Key parts of a DaemonSet

• Pod template: Defines the container image, commands, environment variables, ports, volumes, and security context.
• Selector: Tells Kubernetes which pods belong to the DaemonSet.
• Node selection rules: Control which nodes should run the pod.
• Tolerations: Allow the pod to run on tainted nodes, such as control plane nodes or dedicated infrastructure nodes.
• Update strategy: Controls how Kubernetes rolls out changes to DaemonSet pods.

DaemonSet updates

DaemonSets usually use a rolling update strategy. When you change the pod template, Kubernetes updates the pods across nodes while respecting the configured rollout settings.

This matters for cluster-critical agents. A bad logging or networking agent update can affect every node. In production, test DaemonSet changes in a staging cluster or limit rollout speed with maxUnavailable. During cluster version changes, include DaemonSets in your plan because old agents may not work with newer Kubernetes versions. This is especially important when preparing Kubernetes upgrades for startup environments.

DaemonSet vs Deployment

A Deployment runs a desired number of pod replicas. Kubernetes can place those replicas on any suitable nodes. You use a Deployment for stateless application workloads, APIs, workers, and web services.

A DaemonSet runs one pod per selected node. You use it when the workload is tied to the node itself. For example, an API service should usually run as a Deployment, while a log collector should usually run as a DaemonSet.

DaemonSet vs StatefulSet

A StatefulSet manages pods that need stable identities, ordered rollout, and persistent storage. Databases and distributed systems often use StatefulSets.

A DaemonSet does not focus on stable pod identity. It focuses on node coverage.
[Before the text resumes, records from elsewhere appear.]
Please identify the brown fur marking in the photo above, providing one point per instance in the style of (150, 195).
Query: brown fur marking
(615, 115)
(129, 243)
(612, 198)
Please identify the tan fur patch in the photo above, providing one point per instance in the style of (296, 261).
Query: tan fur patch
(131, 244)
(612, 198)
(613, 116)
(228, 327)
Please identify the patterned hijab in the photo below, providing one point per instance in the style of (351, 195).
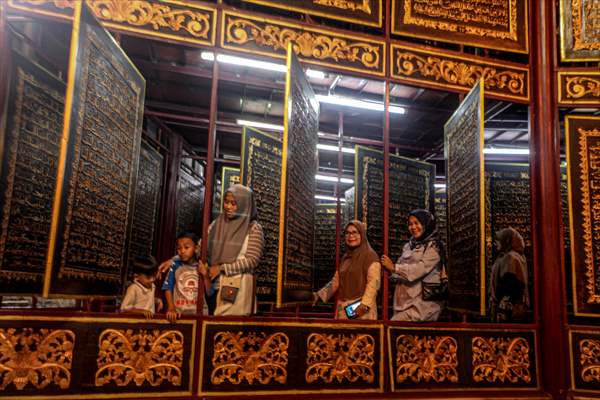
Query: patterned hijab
(227, 236)
(355, 265)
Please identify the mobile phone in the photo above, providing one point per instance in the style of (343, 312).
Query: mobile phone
(351, 310)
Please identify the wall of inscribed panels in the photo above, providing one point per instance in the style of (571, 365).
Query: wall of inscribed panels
(298, 169)
(463, 151)
(105, 103)
(411, 187)
(324, 247)
(260, 170)
(28, 174)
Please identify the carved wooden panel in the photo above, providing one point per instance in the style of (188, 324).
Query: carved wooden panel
(53, 357)
(578, 88)
(454, 71)
(495, 24)
(579, 30)
(173, 20)
(324, 245)
(362, 12)
(294, 358)
(299, 163)
(583, 166)
(30, 143)
(411, 187)
(448, 358)
(312, 45)
(463, 151)
(261, 171)
(147, 202)
(93, 204)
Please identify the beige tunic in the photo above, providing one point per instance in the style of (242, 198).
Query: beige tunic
(369, 297)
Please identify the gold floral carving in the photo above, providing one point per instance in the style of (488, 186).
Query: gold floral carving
(241, 31)
(365, 6)
(159, 15)
(426, 358)
(581, 86)
(460, 73)
(143, 356)
(249, 357)
(591, 10)
(588, 222)
(501, 360)
(590, 360)
(36, 357)
(437, 20)
(340, 357)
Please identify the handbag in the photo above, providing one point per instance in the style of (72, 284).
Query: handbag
(436, 291)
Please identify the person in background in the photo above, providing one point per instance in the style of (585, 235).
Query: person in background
(358, 277)
(509, 291)
(235, 246)
(140, 297)
(421, 285)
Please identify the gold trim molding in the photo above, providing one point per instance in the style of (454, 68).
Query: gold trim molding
(504, 360)
(177, 20)
(448, 71)
(426, 358)
(240, 357)
(140, 356)
(315, 46)
(36, 357)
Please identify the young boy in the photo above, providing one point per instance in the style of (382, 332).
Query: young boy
(139, 297)
(181, 283)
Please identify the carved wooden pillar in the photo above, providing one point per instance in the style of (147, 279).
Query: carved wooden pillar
(546, 205)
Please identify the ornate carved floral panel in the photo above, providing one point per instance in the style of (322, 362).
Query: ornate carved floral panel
(583, 167)
(180, 21)
(496, 24)
(270, 37)
(443, 69)
(579, 30)
(578, 88)
(362, 12)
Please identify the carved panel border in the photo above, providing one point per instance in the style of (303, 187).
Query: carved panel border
(455, 358)
(579, 30)
(88, 357)
(440, 69)
(430, 23)
(578, 87)
(269, 37)
(173, 20)
(361, 12)
(295, 358)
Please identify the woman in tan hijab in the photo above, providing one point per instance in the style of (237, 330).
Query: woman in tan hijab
(509, 291)
(358, 277)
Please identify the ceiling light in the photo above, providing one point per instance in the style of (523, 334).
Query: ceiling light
(256, 124)
(350, 102)
(321, 197)
(506, 151)
(329, 147)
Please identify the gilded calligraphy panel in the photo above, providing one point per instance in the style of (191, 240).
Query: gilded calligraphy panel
(299, 163)
(578, 88)
(495, 24)
(463, 151)
(185, 22)
(261, 171)
(93, 204)
(447, 70)
(580, 30)
(30, 144)
(315, 46)
(583, 170)
(362, 12)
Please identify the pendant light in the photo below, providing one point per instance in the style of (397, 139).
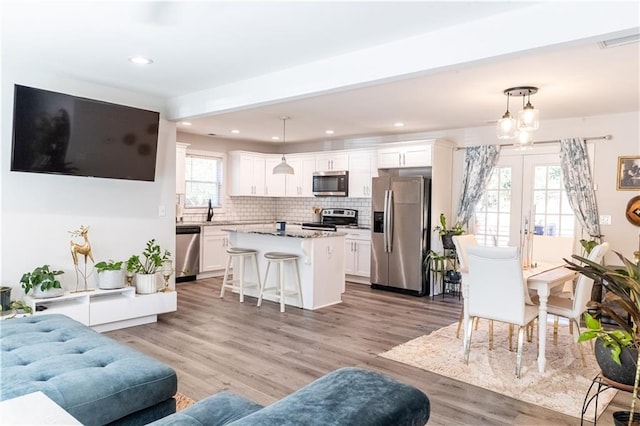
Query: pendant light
(283, 168)
(507, 124)
(528, 118)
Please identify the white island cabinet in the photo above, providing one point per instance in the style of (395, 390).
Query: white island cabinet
(320, 262)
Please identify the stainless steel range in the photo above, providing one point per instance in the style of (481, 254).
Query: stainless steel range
(331, 219)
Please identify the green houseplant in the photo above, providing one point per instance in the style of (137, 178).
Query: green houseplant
(110, 274)
(145, 270)
(623, 292)
(42, 282)
(447, 233)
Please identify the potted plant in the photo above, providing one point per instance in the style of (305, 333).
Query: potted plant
(146, 270)
(42, 283)
(622, 286)
(446, 233)
(110, 274)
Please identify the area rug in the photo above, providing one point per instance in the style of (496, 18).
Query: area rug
(562, 387)
(182, 401)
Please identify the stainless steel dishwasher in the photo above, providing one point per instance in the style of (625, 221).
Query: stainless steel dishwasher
(187, 252)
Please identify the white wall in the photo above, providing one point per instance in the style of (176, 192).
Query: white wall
(39, 210)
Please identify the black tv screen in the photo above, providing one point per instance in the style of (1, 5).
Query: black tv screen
(64, 134)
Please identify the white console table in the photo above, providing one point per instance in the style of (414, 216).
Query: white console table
(34, 409)
(106, 310)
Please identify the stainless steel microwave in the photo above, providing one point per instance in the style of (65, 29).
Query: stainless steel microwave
(331, 184)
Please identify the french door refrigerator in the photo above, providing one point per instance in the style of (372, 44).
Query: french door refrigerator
(400, 233)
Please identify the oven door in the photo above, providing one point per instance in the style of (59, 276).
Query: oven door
(331, 184)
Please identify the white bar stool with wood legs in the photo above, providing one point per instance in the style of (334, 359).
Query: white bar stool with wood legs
(281, 259)
(239, 284)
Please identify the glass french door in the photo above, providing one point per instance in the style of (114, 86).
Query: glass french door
(524, 189)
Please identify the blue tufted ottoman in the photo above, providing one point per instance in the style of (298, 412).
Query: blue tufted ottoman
(94, 378)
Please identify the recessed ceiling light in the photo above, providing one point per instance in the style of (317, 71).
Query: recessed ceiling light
(140, 60)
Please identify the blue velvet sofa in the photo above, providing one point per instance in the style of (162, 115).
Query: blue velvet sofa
(346, 397)
(94, 378)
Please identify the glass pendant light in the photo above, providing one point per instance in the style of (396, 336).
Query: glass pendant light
(283, 168)
(507, 128)
(529, 117)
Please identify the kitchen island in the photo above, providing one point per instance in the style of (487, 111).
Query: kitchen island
(320, 262)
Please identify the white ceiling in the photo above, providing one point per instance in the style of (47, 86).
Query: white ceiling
(200, 46)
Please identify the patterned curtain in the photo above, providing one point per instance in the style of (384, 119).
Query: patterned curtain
(478, 164)
(579, 185)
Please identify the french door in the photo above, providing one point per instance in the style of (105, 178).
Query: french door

If a node exists and matches the rules, the DaemonSet should have a pod there.

Benefits

• Automatic node coverage: New nodes get the required agent without manual work.
• Consistent operations: Every selected node runs the same monitoring, logging, or security component.
• Simple node-level scheduling: You define the rule once, and Kubernetes handles placement.
• Useful for platform teams: Platform and SRE teams can standardize infrastructure agents across many workloads.

Tradeoffs and limitations

• Cluster-wide blast radius: A broken DaemonSet can affect many nodes at once.
• Resource overhead on every node: Even a small agent can add up across large clusters.
• Scheduling complexity: Taints, tolerations, affinity, and node labels can make placement harder to debug.
• Not ideal for normal app scaling: If you need 3, 10, or 50 replicas based on demand, use a Deployment or autoscaling pattern instead.

Simple example

Assume you run a Kubernetes cluster on Amazon EKS and need to collect logs from every worker node. You can deploy Fluent Bit as a DaemonSet. Kubernetes schedules one Fluent Bit pod on each eligible node. Each pod reads logs from that node and forwards them to your logging backend.
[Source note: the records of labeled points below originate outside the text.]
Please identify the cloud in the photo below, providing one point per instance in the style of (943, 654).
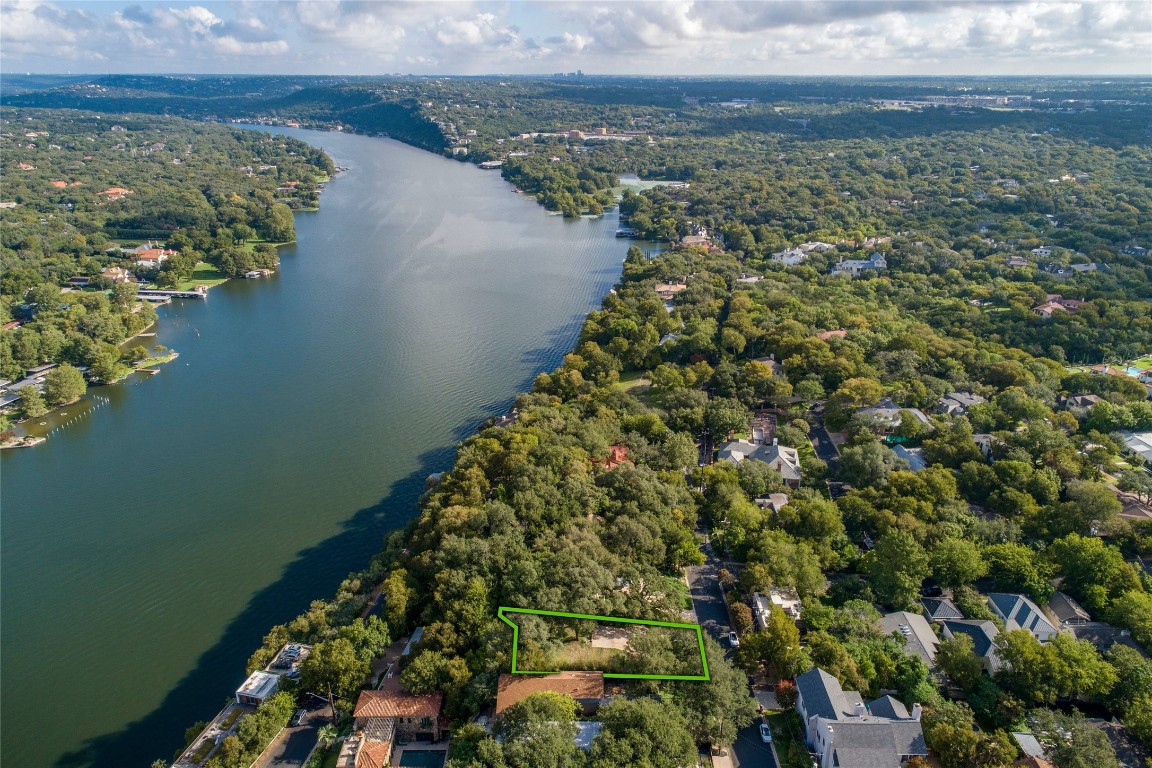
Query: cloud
(651, 37)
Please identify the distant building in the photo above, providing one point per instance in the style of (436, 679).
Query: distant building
(1020, 613)
(781, 458)
(856, 267)
(956, 403)
(257, 687)
(983, 633)
(846, 732)
(919, 639)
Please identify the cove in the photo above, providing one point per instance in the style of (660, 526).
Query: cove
(148, 546)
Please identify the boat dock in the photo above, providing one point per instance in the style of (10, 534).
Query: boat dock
(152, 294)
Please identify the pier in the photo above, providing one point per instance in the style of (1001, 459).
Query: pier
(154, 294)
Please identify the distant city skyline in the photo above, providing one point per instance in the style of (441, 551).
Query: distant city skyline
(682, 37)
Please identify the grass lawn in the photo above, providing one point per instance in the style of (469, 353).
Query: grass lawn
(204, 274)
(633, 380)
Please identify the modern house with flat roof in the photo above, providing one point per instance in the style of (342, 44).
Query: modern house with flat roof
(257, 687)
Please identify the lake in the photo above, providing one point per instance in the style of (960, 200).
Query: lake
(153, 539)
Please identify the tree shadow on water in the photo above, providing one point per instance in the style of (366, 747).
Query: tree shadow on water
(315, 573)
If your node group scales from 5 nodes to 8 nodes, Kubernetes creates 3 more Fluent Bit pods automatically. If the cluster scales back down to 4 nodes, Kubernetes removes the DaemonSet pods from the deleted nodes.

Managing DaemonSets

You can create and manage DaemonSets with standard Kubernetes YAML and kubectl. Many teams also manage them through Helm, Kustomize, GitOps tools, or Terraform. If your team manages Kubernetes manifests through infrastructure as code, the same workflow used to deploy Kubernetes resources using Terraform can also manage DaemonSets.

DaemonSets often sit near cluster infrastructure rather than application code. In mature setups, platform teams define baseline DaemonSets for logging, metrics, security, and networking, then application teams deploy their services on top of that foundation.

When to use a DaemonSet

Use a DaemonSet when the workload must run on every selected node and perform node-specific work. Avoid it for ordinary application services, background jobs, or workloads that should scale by replica count rather than node count.

A good rule: if the pod needs access to node logs, node metrics, host paths, local devices, or node-level networking, a DaemonSet may be the right Kubernetes object.